In this notebook, we use clustering techniques to categorize street segments into classes of temporal patterns of Strava activities. We used continuous signal processing to group sample of street segments in National Parks across England into distinct classes of temporal activities that varied based on overall volume and daily patterns.
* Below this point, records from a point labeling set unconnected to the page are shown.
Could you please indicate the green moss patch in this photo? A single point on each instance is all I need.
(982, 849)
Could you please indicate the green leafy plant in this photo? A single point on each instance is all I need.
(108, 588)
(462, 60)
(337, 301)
Findings from this work can use this data to strategically place counters across these trails to efficiently capture visitation counts that better represent the visitation counts in protected landscapes.


**Based on the following work**

https://findingspress.org/article/10828-where-to-put-bike-counters-stratifying-bicycling-patterns-in-the-city-using-crowdsourced-data



In [None]:
%reload_ext autoreload
%autoreload 2

# All the packages are defined in the Config file
from model_packages import *

# All the variables are defined in the Config file
from model_config import *

# All the functions are defined in the Config file
from model_utils import *





**Gather Strava pedestrian activity data for a sample of trails across different National Parks**

In [None]:
# Preprocess Strava Metro data
'''
The data is for specific 
locations with daily
frequency count of activities
'''

folder_list=[name for name in os.listdir(strava_data_loc_np) if os.path.isdir(os.path.join(strava_data_loc_np, name)) ]


str_csv=[]

str_shp=[]
for folder in folder_list:
    
    file_list=os.listdir(strava_data_loc_np+folder)
    print(folder)
    
    csv_file=[x for x in file_list if x.endswith(".csv")][0]
    
    shp_file=[x for x in file_list if x.endswith(".shp")][0]
    
    # Shape files and Strava edge ids.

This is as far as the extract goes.